Developing and Demonstrating the c-Air Computational Aerosol Analysis Device for Transportation Assessments

Research Team: PI: Aydogan Ozcan Team:

About this project:

UCLA will develop a field-portable computational imaging and deep-learning enhanced aerosol analysis device, termed c-Air, to characterize PM due to transportation systems. In additional to particle counting and sizing, UCLA will further enhance its system above the current gold standard by classifying particles based upon physical features and volatility using computational imaging and deep learning. The research team will deploy several sensor prototypes to simultaneously assess air quality through detection of PM and volatile and evaporating particles in strategic locations (i.e. bus-only lane projects, and high and low congestion traffic routes).

What problem does this research aim to address?

Evaluation of particulate matter (PM) due to transportation systems is of interest to public health professionals and policymakers in California and Southern California, specifically. Poor air quality can lead to short-term eye, throat, and nose irritations, as well as long-term cancers. While PM can be reduced through new regulations including bus-only lane projects, carpooling, and the adoption of clean air vehicles, there is a need for highly accurate, yet cost-effective sensors which can assess the efficacy of these improvements.
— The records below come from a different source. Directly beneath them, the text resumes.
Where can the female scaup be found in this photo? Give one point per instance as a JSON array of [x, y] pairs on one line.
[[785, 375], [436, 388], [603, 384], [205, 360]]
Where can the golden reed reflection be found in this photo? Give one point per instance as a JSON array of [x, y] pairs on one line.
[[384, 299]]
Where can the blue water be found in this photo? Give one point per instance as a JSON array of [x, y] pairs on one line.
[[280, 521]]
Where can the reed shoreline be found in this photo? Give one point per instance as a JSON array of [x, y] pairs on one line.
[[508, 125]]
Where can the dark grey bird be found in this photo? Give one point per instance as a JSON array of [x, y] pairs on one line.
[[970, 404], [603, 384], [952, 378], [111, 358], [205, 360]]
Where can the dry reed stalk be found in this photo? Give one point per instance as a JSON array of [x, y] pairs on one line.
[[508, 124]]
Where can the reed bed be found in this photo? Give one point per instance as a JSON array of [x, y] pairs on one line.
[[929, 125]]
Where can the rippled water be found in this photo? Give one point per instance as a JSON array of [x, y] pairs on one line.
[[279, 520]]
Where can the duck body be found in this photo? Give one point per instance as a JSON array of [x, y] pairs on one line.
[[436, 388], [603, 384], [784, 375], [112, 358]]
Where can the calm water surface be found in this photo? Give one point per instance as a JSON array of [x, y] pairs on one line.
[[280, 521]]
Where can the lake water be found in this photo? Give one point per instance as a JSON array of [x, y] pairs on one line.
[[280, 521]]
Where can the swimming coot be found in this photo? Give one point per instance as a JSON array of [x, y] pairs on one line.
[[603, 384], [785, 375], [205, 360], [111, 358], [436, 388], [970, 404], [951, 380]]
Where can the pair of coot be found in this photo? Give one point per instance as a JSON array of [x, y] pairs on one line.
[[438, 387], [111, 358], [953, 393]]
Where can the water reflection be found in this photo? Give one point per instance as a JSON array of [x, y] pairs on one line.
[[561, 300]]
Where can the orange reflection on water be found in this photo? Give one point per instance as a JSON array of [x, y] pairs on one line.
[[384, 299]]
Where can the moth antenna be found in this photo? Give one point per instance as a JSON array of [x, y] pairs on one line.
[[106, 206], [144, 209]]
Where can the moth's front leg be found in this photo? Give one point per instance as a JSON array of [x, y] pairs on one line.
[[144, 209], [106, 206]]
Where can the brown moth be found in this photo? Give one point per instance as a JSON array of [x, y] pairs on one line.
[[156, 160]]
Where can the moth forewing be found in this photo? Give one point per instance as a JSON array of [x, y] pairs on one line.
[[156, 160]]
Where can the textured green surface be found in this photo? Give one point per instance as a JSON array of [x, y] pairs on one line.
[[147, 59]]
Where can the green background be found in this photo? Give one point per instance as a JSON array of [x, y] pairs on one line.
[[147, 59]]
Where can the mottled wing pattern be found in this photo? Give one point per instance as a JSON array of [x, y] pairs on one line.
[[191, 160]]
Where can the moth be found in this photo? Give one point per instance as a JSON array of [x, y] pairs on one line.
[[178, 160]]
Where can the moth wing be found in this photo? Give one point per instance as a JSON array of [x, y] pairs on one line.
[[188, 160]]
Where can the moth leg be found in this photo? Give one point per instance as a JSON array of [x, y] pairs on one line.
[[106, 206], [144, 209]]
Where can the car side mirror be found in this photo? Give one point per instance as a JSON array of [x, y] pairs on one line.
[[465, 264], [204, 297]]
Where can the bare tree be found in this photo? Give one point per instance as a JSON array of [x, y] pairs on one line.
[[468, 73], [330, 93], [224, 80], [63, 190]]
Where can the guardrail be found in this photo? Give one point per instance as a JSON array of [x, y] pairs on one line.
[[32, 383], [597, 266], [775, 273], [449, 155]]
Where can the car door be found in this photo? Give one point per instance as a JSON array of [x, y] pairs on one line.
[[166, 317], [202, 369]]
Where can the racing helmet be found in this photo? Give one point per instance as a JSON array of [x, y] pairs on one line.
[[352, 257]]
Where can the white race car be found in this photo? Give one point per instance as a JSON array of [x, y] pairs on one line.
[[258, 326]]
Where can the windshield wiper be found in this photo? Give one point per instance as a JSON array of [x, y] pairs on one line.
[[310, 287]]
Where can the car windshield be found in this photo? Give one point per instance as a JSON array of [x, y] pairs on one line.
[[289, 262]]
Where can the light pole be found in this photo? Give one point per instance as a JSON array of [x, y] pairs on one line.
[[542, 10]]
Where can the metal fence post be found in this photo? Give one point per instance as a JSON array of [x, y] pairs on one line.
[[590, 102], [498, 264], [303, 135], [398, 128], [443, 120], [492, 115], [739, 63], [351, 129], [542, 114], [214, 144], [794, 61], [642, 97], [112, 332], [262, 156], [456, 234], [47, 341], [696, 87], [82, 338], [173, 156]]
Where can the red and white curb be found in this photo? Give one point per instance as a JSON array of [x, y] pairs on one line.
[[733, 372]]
What are the expected impacts and benefits of the research?

Monitoring PM air quality as a function of space and time is critical for understanding the effects of industrial activities, studying atmospheric models, and providing regulatory and advisory guidelines for transportation, residents, and industries. Through this proposal UCLA will develop a superior tool for CARB to gather data, assess air quality improvement initiatives, and track long term outcomes.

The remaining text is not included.